The simplicity is the point. Users don’t have to evaluate whether they’re on the right plan. They don’t get upsold to a higher tier. They don’t get downsold when they try to cancel. There’s the free trial, and there’s Pro. Done.

What this means if you’re using one of our apps

If you’re paying us $9.99 a year, here’s the contract on our end: we’ll keep the app up to date with the platforms it sits on top of, we’ll respond to your bug reports, and we won’t ever change the deal on you. The price doesn’t go up for grandfathered subscribers. New features don’t get carved out into a higher tier. Pro is Pro, forever.

If you’re on the free tier, the contract is different but just as honest: the app will keep working, we won’t degrade it to push you toward paying, and if you decide it’s not worth $10 a year that’s a totally reasonable answer.

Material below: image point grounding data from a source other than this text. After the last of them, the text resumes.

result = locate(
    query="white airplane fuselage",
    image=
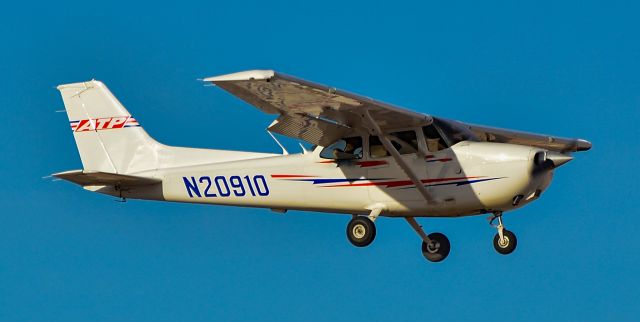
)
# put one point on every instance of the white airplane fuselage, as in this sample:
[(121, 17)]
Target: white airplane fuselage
[(466, 179)]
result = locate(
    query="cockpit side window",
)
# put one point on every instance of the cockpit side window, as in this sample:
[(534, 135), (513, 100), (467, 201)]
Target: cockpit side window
[(435, 142), (407, 140), (344, 149), (376, 148)]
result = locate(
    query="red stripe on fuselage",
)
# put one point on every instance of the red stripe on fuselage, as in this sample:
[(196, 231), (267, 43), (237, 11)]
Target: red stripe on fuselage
[(399, 183), (283, 176)]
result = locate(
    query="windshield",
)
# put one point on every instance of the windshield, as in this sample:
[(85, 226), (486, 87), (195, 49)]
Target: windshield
[(454, 131)]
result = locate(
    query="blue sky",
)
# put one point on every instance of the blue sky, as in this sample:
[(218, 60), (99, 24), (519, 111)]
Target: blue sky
[(569, 69)]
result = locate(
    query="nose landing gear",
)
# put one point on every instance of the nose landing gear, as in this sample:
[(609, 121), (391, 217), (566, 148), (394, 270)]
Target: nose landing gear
[(361, 231), (504, 241)]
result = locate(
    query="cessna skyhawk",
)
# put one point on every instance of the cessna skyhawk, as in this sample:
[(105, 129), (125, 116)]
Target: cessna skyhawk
[(369, 159)]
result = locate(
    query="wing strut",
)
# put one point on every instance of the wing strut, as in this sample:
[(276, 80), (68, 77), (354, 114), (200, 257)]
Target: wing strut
[(396, 155)]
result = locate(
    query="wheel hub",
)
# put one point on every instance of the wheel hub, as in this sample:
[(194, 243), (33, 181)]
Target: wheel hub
[(359, 231), (503, 242), (433, 247)]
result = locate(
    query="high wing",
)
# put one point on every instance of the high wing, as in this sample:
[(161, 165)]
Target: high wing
[(321, 114), (553, 143), (312, 112)]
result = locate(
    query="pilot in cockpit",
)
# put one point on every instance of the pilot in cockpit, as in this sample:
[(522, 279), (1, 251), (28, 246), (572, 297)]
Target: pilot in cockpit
[(352, 149)]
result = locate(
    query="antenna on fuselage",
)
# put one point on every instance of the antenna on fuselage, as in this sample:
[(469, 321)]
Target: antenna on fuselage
[(284, 151)]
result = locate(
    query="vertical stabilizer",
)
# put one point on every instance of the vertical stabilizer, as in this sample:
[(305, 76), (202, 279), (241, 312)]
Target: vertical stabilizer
[(109, 139)]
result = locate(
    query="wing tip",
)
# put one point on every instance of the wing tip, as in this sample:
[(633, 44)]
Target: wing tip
[(256, 74), (583, 145)]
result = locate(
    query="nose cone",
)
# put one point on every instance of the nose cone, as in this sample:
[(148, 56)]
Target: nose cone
[(558, 159)]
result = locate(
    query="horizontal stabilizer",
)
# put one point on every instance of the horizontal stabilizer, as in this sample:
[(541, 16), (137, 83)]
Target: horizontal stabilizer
[(96, 178)]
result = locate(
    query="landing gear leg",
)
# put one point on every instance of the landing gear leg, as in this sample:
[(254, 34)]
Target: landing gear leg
[(504, 241), (435, 246)]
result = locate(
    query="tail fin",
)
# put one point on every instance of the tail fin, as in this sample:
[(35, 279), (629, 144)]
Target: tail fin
[(109, 139)]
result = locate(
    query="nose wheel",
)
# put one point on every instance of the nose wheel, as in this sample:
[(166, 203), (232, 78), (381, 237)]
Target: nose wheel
[(361, 231), (437, 249), (504, 241)]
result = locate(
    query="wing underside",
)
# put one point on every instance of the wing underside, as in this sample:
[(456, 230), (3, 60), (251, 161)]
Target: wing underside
[(320, 114)]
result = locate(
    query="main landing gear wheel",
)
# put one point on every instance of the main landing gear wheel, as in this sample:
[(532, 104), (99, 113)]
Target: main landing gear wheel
[(508, 243), (438, 249), (361, 231)]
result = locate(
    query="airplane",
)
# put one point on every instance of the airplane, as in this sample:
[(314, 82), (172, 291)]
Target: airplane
[(369, 159)]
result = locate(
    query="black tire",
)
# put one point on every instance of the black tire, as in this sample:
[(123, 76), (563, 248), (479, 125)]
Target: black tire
[(510, 242), (439, 250), (361, 231)]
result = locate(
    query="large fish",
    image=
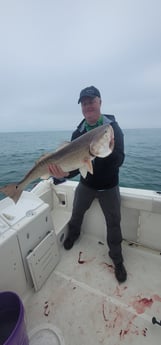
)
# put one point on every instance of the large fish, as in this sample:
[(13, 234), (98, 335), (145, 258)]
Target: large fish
[(76, 154)]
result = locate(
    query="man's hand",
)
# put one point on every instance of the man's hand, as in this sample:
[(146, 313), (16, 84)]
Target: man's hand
[(56, 171)]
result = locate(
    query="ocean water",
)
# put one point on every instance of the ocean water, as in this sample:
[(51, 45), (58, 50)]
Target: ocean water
[(141, 168)]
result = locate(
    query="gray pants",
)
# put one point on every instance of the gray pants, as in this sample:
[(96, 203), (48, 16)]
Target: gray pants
[(110, 203)]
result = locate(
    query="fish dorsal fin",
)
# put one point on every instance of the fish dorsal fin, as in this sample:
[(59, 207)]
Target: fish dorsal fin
[(87, 167), (65, 143), (45, 155)]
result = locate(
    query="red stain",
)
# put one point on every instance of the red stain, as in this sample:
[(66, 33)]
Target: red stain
[(142, 304), (144, 331), (120, 290), (156, 298), (103, 312), (46, 309), (80, 261)]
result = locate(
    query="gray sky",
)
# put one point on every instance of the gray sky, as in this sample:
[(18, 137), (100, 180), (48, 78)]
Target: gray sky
[(51, 49)]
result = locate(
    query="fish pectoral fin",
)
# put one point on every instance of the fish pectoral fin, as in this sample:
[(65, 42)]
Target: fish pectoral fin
[(45, 176), (87, 167), (83, 171)]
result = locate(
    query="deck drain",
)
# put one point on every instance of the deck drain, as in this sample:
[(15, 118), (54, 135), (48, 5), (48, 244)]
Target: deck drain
[(45, 336)]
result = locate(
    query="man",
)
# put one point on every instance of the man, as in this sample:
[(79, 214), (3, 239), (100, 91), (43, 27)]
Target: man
[(103, 184)]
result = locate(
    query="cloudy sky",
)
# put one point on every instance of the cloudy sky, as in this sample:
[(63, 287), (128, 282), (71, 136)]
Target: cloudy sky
[(51, 49)]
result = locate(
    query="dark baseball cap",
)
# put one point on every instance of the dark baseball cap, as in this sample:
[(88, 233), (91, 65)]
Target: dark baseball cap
[(89, 91)]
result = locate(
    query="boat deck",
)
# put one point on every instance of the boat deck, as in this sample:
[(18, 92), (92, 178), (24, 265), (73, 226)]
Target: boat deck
[(83, 300)]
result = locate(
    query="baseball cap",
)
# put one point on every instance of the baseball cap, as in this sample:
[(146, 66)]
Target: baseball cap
[(90, 91)]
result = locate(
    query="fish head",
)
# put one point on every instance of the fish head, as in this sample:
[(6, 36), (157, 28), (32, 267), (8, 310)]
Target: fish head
[(102, 143)]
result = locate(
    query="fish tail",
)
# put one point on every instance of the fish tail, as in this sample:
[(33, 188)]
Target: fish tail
[(14, 191)]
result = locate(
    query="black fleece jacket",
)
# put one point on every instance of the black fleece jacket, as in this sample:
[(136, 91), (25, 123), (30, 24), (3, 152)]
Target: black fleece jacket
[(105, 170)]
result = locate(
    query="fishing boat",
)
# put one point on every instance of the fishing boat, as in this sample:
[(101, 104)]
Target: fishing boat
[(72, 297)]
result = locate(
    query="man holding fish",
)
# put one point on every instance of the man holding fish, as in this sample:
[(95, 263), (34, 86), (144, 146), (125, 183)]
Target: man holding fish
[(99, 177)]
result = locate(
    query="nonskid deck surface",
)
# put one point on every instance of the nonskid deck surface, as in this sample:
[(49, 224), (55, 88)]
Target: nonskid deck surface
[(84, 301)]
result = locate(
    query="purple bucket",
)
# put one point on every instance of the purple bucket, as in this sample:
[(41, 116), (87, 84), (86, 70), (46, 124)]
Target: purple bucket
[(12, 324)]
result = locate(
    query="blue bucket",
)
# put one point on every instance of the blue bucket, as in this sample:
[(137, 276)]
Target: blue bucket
[(12, 324)]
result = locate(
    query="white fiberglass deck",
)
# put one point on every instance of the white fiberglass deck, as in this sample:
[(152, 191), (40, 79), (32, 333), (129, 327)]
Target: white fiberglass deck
[(84, 301)]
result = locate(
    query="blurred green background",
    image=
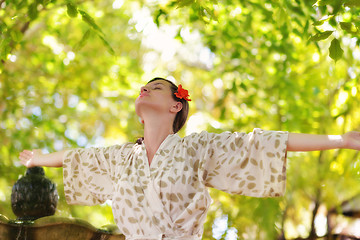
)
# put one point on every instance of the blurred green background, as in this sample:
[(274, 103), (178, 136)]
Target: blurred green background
[(70, 72)]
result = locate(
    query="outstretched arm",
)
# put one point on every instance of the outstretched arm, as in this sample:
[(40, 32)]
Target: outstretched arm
[(37, 158), (309, 142)]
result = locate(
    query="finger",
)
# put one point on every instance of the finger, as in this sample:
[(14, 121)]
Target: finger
[(25, 155)]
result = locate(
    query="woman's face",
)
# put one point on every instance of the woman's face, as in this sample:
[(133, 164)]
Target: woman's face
[(155, 96)]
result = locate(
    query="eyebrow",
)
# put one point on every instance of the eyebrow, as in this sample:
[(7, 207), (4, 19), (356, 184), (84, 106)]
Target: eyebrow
[(155, 84)]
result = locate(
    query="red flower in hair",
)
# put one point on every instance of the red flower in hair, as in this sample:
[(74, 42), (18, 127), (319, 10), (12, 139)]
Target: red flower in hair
[(182, 93)]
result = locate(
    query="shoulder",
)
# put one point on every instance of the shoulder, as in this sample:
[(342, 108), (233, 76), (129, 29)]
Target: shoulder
[(206, 137)]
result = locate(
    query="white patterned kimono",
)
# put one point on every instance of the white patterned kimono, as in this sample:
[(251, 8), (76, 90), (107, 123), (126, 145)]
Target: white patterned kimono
[(169, 199)]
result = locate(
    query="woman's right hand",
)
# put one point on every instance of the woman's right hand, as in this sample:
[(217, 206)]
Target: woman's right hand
[(29, 158)]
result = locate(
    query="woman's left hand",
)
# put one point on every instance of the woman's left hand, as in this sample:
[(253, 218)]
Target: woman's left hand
[(351, 140)]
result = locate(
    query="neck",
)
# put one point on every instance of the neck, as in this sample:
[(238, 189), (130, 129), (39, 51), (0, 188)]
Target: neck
[(156, 130)]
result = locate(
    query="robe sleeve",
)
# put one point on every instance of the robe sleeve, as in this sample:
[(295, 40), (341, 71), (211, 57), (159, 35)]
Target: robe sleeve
[(89, 173), (251, 164)]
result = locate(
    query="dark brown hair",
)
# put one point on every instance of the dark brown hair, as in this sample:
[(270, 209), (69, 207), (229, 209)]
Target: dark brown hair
[(181, 116)]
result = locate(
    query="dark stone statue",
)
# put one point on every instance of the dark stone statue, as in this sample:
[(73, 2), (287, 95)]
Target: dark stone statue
[(34, 196)]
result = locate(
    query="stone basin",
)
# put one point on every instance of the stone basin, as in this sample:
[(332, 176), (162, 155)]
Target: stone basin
[(56, 228)]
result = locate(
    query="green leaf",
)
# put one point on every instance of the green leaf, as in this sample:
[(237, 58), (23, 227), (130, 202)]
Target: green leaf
[(322, 21), (83, 40), (32, 11), (107, 45), (325, 2), (349, 27), (352, 3), (184, 3), (16, 35), (335, 50), (71, 10), (321, 36), (89, 20)]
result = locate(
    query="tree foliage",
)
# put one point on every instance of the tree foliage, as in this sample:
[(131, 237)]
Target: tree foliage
[(71, 70)]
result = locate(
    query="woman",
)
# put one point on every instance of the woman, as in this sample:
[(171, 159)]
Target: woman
[(158, 185)]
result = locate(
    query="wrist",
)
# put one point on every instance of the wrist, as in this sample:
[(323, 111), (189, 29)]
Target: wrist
[(339, 141)]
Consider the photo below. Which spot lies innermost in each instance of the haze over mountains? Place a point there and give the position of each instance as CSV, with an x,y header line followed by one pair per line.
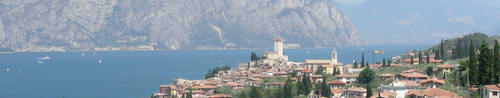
x,y
172,24
420,21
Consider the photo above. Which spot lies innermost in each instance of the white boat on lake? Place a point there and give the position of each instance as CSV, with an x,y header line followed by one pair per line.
x,y
44,58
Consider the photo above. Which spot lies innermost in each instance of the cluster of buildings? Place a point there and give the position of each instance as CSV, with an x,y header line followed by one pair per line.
x,y
407,84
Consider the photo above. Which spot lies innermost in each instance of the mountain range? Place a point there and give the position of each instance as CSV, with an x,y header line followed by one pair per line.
x,y
172,24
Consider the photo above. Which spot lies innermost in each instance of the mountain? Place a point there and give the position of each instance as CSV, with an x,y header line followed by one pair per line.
x,y
420,21
172,24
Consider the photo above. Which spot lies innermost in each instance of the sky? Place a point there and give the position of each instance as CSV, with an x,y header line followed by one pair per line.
x,y
420,22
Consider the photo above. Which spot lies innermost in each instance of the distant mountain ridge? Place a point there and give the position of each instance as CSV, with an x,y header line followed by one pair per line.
x,y
172,24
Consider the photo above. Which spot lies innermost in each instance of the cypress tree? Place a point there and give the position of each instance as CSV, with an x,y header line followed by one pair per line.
x,y
485,64
428,57
411,60
325,89
389,62
384,63
473,71
369,92
442,50
362,59
306,85
420,58
496,53
288,89
190,93
255,93
355,64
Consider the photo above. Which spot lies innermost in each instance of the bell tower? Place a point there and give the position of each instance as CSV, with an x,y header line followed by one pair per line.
x,y
334,56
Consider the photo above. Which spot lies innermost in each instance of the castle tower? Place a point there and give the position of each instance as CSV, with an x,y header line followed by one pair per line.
x,y
334,56
278,46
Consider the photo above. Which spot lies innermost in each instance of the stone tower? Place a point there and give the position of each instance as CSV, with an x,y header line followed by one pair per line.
x,y
278,46
334,56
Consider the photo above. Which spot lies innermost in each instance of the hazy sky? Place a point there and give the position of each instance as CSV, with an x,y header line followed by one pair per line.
x,y
420,21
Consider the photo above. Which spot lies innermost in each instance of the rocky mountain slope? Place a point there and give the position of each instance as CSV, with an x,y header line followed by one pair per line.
x,y
172,24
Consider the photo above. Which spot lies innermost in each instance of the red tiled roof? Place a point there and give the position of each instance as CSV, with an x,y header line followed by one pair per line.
x,y
220,96
445,66
204,87
412,71
433,80
413,75
337,91
409,83
347,75
335,82
433,92
387,75
494,87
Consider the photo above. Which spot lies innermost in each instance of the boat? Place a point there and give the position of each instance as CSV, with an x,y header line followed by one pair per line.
x,y
40,62
44,58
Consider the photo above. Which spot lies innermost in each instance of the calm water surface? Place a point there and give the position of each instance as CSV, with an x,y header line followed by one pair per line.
x,y
132,74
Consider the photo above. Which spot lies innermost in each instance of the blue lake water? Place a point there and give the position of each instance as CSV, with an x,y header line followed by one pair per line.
x,y
133,74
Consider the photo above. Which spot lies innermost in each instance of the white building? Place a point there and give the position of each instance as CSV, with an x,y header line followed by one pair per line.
x,y
396,87
490,91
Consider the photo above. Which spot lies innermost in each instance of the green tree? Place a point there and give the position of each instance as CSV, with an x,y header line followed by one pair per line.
x,y
362,59
420,58
384,63
428,57
355,64
190,93
389,62
473,68
255,92
306,86
366,76
411,60
369,92
486,62
254,57
442,51
325,89
496,54
288,89
429,71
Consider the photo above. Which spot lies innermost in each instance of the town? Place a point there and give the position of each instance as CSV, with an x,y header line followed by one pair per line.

Or: it’s two coffees a year

If the philosophy doesn’t land, here is the shorter version. $9.99 a year is two coffees. Buy me two coffees a year and we keep the app in its best shape — bug fixes shipping, platform compatibility holding, docs current. That’s the trade. If two coffees a year is more than the app is worth to you, the free tier is yours forever — no nag, no countdown, no degraded experience.

The framework

Build the thing well. Charge a fair amount for it. Let people opt in or opt out without getting in their way. That’s the whole framework.